Darren Dineen

Personal information
- Born: County Kerry, Ireland
- Height: 6 ft 1 in (185 cm)

Sport
- Sport: Hurling
- Position: Forward

Clubs
- Years: Club
- St Brendan's, Ardfert

Club titles
- Kerry titles: 1

Inter-county
- Years: County
- 200?-: Kerry

Inter-county titles
- Munster titles: 0
- All-Irelands: 0
- All Stars: 1

= Darren Dinneen =

Irish hurler

Darren Dineen is a hurler from County Kerry. He plays hurling with Kerry and St Brendan's, Ardfert and also plays football with Ardfert. In 2011 he helped Kerry win their first Christy Ring Cup when they beat Wicklow in the final. He played in the 2013 final but lost out to Down, he later won a Christy Ring All Star.

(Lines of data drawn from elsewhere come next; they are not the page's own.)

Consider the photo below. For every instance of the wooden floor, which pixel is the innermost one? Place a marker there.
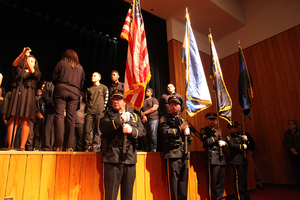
(79, 176)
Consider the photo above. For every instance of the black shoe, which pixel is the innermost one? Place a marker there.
(260, 187)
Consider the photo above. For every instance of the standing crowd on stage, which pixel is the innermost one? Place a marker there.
(59, 116)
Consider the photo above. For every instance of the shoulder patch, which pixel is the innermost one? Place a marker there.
(202, 131)
(228, 137)
(162, 119)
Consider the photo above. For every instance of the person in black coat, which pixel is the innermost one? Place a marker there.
(68, 79)
(175, 129)
(25, 106)
(213, 142)
(292, 143)
(119, 166)
(47, 97)
(238, 160)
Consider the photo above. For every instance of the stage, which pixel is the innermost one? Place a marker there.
(41, 175)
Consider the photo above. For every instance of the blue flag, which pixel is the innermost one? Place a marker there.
(224, 103)
(245, 83)
(197, 96)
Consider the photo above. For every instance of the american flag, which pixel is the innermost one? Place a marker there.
(137, 74)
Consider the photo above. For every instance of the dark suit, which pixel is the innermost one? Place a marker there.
(292, 140)
(177, 161)
(216, 163)
(239, 165)
(119, 170)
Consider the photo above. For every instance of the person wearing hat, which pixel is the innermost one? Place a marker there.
(96, 101)
(213, 142)
(238, 144)
(163, 102)
(174, 129)
(119, 168)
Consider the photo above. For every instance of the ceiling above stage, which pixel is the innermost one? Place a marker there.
(221, 16)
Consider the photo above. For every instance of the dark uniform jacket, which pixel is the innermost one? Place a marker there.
(96, 99)
(174, 138)
(211, 145)
(164, 105)
(236, 156)
(112, 132)
(292, 140)
(47, 96)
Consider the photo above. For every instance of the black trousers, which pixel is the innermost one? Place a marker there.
(78, 140)
(178, 172)
(38, 134)
(116, 174)
(295, 162)
(216, 180)
(241, 184)
(64, 100)
(49, 130)
(90, 120)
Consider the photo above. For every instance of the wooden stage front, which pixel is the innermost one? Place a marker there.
(30, 175)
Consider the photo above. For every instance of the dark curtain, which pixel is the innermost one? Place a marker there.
(49, 37)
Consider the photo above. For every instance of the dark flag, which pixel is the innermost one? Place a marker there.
(197, 93)
(245, 83)
(223, 99)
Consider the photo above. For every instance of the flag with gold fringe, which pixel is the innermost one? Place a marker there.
(197, 96)
(245, 83)
(137, 73)
(224, 103)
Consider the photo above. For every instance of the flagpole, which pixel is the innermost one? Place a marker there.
(243, 116)
(218, 119)
(185, 137)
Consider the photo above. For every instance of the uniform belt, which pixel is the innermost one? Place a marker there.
(177, 144)
(117, 142)
(215, 149)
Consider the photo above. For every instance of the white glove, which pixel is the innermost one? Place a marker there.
(187, 131)
(218, 132)
(221, 143)
(125, 117)
(127, 128)
(245, 137)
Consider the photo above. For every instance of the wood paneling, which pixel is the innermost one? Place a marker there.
(274, 67)
(51, 175)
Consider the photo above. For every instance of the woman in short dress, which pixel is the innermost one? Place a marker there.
(26, 106)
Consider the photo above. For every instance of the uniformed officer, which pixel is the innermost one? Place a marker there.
(213, 142)
(238, 160)
(175, 129)
(119, 168)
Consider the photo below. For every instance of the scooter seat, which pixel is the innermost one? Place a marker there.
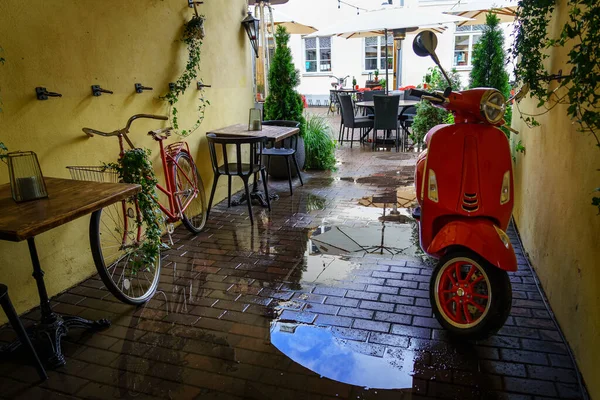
(416, 213)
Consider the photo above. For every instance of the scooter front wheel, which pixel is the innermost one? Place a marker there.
(470, 297)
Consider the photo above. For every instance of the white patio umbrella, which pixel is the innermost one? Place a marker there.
(389, 18)
(477, 11)
(293, 26)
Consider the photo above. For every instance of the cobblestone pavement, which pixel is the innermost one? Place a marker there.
(317, 301)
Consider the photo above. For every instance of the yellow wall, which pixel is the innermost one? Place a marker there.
(69, 45)
(559, 227)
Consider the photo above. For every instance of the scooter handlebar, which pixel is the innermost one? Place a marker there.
(431, 96)
(418, 93)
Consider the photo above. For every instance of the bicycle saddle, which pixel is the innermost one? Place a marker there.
(161, 134)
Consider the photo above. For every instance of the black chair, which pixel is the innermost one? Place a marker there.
(386, 116)
(287, 150)
(407, 117)
(239, 168)
(351, 121)
(368, 96)
(10, 312)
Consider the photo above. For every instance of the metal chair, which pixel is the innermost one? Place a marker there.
(351, 121)
(407, 117)
(386, 117)
(285, 151)
(10, 312)
(239, 168)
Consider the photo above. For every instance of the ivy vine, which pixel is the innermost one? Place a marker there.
(579, 87)
(135, 167)
(193, 34)
(3, 149)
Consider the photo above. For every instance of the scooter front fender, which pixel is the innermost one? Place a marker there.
(480, 236)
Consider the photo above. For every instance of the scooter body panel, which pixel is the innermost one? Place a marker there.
(479, 235)
(469, 161)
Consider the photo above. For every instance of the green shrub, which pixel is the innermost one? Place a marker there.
(429, 116)
(283, 102)
(318, 143)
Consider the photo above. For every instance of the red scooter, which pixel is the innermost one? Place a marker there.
(464, 184)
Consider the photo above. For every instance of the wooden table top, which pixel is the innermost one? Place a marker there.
(274, 133)
(403, 103)
(67, 200)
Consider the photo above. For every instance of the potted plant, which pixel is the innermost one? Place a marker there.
(283, 101)
(320, 146)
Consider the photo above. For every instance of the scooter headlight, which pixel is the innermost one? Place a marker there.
(493, 106)
(432, 192)
(503, 237)
(505, 191)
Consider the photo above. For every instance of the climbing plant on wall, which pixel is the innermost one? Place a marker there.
(193, 34)
(578, 86)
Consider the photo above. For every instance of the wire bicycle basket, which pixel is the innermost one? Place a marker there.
(94, 173)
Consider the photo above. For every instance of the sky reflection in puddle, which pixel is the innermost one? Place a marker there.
(317, 349)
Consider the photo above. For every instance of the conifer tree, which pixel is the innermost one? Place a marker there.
(489, 57)
(283, 101)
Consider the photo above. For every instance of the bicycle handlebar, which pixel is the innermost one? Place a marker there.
(91, 132)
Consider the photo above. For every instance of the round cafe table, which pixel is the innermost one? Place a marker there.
(371, 105)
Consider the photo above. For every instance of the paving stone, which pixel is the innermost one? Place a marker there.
(530, 386)
(523, 356)
(377, 306)
(356, 313)
(355, 294)
(342, 301)
(334, 320)
(391, 340)
(411, 331)
(552, 374)
(388, 298)
(215, 342)
(371, 325)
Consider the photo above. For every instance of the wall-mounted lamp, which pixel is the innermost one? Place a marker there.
(42, 94)
(97, 90)
(251, 26)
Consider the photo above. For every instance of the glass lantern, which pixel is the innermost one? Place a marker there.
(255, 120)
(26, 179)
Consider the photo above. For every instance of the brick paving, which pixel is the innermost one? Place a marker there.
(206, 334)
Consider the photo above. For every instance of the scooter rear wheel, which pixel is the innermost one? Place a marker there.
(470, 297)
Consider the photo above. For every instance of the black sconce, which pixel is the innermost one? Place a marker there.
(251, 25)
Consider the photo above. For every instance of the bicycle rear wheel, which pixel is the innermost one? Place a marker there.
(121, 259)
(186, 180)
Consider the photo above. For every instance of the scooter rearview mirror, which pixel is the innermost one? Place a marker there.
(425, 44)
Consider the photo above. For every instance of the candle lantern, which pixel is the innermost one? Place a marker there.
(26, 179)
(255, 120)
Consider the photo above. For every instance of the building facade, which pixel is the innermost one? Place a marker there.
(319, 59)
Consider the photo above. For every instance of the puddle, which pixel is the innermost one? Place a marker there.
(404, 197)
(356, 363)
(386, 237)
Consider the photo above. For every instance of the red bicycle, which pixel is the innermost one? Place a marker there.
(117, 233)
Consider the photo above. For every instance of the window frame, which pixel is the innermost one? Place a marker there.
(318, 59)
(474, 30)
(380, 49)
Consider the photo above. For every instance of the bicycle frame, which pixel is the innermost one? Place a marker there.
(168, 159)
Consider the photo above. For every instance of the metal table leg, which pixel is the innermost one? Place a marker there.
(52, 327)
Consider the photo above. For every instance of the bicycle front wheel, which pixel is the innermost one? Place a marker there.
(189, 192)
(121, 256)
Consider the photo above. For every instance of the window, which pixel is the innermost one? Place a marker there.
(317, 54)
(464, 41)
(375, 53)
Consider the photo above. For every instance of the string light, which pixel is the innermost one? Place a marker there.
(351, 5)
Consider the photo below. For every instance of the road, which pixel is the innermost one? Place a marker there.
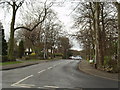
(53, 74)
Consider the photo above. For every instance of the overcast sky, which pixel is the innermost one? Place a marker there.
(64, 14)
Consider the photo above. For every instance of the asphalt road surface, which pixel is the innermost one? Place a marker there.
(53, 74)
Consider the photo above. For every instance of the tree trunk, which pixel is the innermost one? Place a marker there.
(97, 43)
(11, 41)
(119, 36)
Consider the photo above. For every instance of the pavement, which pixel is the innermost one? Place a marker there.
(24, 64)
(54, 74)
(84, 66)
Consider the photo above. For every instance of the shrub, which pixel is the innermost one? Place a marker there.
(5, 59)
(58, 54)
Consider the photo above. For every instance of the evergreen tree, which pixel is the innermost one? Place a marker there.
(4, 43)
(21, 49)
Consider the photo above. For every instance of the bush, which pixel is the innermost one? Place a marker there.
(5, 59)
(58, 54)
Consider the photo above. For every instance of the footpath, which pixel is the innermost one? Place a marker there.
(85, 67)
(24, 64)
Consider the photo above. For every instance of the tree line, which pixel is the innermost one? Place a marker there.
(99, 32)
(40, 29)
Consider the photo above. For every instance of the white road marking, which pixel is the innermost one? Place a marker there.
(51, 87)
(19, 85)
(21, 80)
(50, 67)
(41, 71)
(54, 65)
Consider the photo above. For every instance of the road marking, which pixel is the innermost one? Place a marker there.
(41, 71)
(54, 65)
(21, 80)
(51, 87)
(19, 85)
(50, 67)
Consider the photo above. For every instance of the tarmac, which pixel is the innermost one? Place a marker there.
(83, 66)
(86, 67)
(24, 64)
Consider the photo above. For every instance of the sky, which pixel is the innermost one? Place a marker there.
(63, 13)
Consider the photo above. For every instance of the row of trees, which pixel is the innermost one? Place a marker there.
(99, 32)
(40, 29)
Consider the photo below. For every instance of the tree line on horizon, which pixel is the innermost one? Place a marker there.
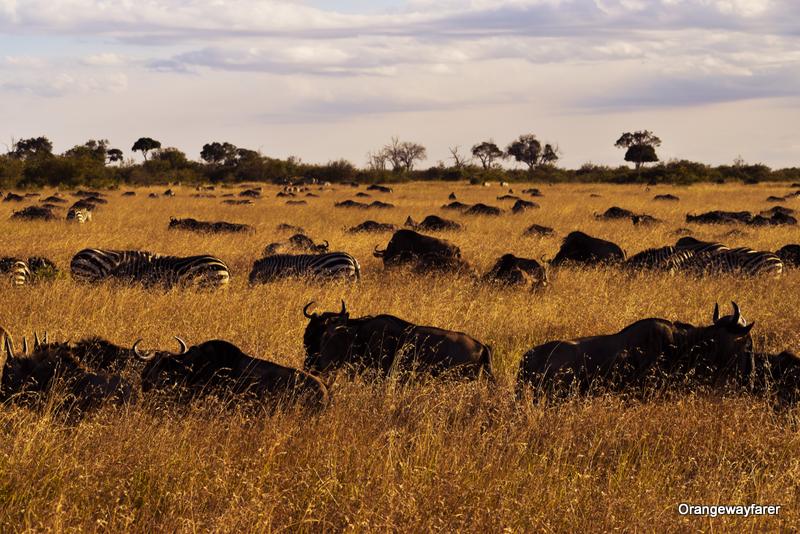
(30, 163)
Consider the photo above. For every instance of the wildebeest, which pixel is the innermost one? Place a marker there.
(408, 246)
(539, 230)
(790, 255)
(219, 367)
(579, 247)
(386, 344)
(643, 351)
(483, 209)
(297, 242)
(34, 213)
(372, 226)
(31, 378)
(514, 271)
(433, 223)
(381, 188)
(523, 205)
(208, 227)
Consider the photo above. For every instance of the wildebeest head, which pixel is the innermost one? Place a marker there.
(320, 325)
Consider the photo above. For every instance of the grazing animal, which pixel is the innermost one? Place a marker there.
(433, 223)
(789, 255)
(208, 227)
(645, 350)
(458, 206)
(539, 230)
(32, 213)
(328, 266)
(408, 246)
(372, 226)
(297, 242)
(669, 259)
(134, 266)
(386, 344)
(523, 205)
(578, 247)
(483, 209)
(513, 271)
(30, 378)
(81, 215)
(380, 188)
(219, 367)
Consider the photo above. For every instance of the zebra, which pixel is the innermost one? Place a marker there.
(97, 265)
(79, 215)
(667, 259)
(329, 265)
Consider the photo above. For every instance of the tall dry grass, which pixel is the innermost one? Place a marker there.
(410, 457)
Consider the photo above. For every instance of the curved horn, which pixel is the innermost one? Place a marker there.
(737, 315)
(184, 348)
(143, 357)
(9, 347)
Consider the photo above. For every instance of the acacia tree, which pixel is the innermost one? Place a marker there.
(34, 146)
(640, 145)
(403, 155)
(487, 152)
(145, 145)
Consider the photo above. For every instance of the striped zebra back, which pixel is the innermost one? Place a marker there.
(95, 265)
(326, 266)
(21, 274)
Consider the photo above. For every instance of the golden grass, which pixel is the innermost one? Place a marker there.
(401, 457)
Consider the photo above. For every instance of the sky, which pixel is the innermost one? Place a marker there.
(323, 80)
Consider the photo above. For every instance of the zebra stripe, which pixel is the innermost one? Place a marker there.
(664, 258)
(329, 265)
(21, 274)
(79, 215)
(96, 265)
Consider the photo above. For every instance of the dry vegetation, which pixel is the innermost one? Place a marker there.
(435, 456)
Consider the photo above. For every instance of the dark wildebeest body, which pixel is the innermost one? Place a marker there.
(34, 213)
(720, 217)
(372, 226)
(514, 271)
(219, 367)
(385, 344)
(790, 255)
(408, 246)
(208, 227)
(483, 209)
(434, 223)
(581, 248)
(643, 351)
(31, 378)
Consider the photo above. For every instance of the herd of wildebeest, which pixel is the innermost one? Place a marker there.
(648, 353)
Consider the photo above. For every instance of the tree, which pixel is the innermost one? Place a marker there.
(34, 146)
(487, 152)
(114, 154)
(219, 152)
(641, 147)
(402, 155)
(526, 149)
(459, 161)
(145, 145)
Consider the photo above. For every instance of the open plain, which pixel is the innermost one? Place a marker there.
(395, 456)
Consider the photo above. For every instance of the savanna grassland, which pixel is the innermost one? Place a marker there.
(394, 456)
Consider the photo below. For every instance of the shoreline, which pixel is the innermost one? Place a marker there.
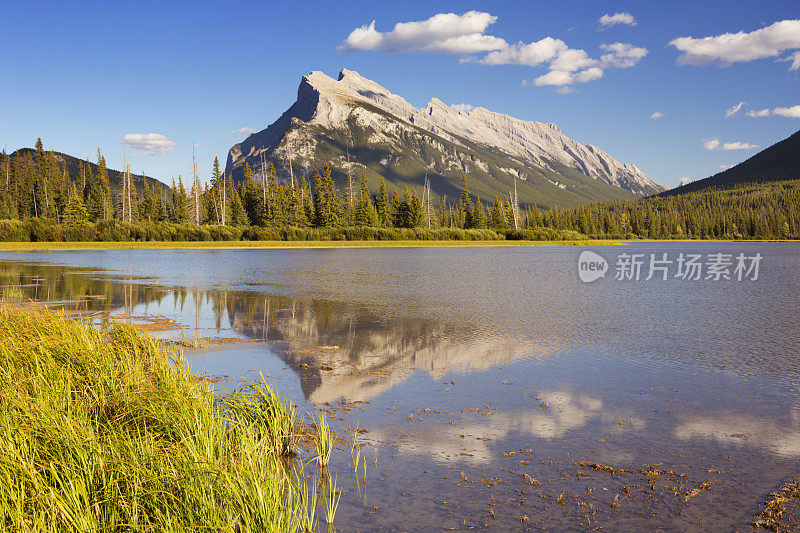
(278, 245)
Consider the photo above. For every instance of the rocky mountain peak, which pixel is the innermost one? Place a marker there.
(387, 119)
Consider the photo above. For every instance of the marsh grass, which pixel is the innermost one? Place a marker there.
(323, 441)
(13, 292)
(108, 431)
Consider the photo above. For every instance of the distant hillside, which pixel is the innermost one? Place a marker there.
(779, 162)
(355, 125)
(74, 166)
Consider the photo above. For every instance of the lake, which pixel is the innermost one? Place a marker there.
(496, 389)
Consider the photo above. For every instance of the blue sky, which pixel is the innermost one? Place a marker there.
(83, 75)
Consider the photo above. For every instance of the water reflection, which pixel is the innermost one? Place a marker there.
(456, 370)
(337, 349)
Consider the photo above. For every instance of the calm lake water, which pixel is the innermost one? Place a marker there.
(491, 381)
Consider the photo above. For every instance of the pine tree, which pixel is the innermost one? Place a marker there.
(103, 187)
(383, 206)
(466, 204)
(238, 215)
(478, 216)
(498, 218)
(75, 213)
(365, 213)
(326, 200)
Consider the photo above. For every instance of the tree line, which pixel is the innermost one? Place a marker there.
(37, 185)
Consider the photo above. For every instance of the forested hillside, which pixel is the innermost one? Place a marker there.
(779, 162)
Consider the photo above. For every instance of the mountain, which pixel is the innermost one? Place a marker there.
(355, 124)
(781, 161)
(74, 165)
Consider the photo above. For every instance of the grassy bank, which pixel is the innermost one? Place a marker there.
(244, 245)
(104, 432)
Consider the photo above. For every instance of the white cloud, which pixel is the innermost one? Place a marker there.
(758, 113)
(567, 65)
(444, 33)
(728, 48)
(790, 112)
(148, 143)
(558, 78)
(242, 132)
(714, 144)
(464, 35)
(532, 54)
(733, 109)
(795, 59)
(617, 18)
(621, 55)
(462, 108)
(739, 146)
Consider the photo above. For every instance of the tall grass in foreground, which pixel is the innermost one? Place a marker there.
(103, 432)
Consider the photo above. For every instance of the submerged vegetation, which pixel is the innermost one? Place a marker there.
(104, 431)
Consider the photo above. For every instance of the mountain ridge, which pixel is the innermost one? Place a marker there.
(73, 165)
(779, 162)
(358, 124)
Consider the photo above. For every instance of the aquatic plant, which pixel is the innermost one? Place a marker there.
(107, 430)
(323, 441)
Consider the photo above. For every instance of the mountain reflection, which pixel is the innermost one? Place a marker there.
(347, 351)
(337, 349)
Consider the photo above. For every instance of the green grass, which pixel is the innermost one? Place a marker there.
(235, 245)
(102, 431)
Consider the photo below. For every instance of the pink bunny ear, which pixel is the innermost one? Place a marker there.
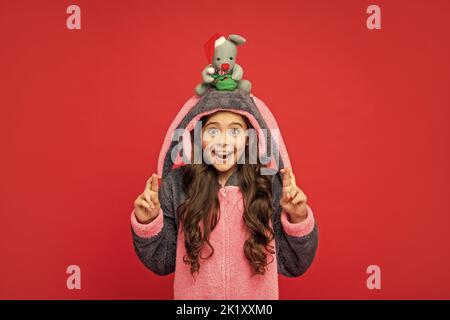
(266, 114)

With Ardfert he was part of the teams that won Kerry Junior Football Championship, Munster Junior Club Football Championship and All-Ireland Junior Club Football Championship, he has also won Kerry Intermediate Football Championship, Munster Intermediate Club Football Championship and All-Ireland Intermediate Club Football Championship.

He won a Kerry U21 Hurling Championship with St Brendan's, Ardfert in 2005. In 2013 he help St Brendan's win a first Senior County title in 23 years.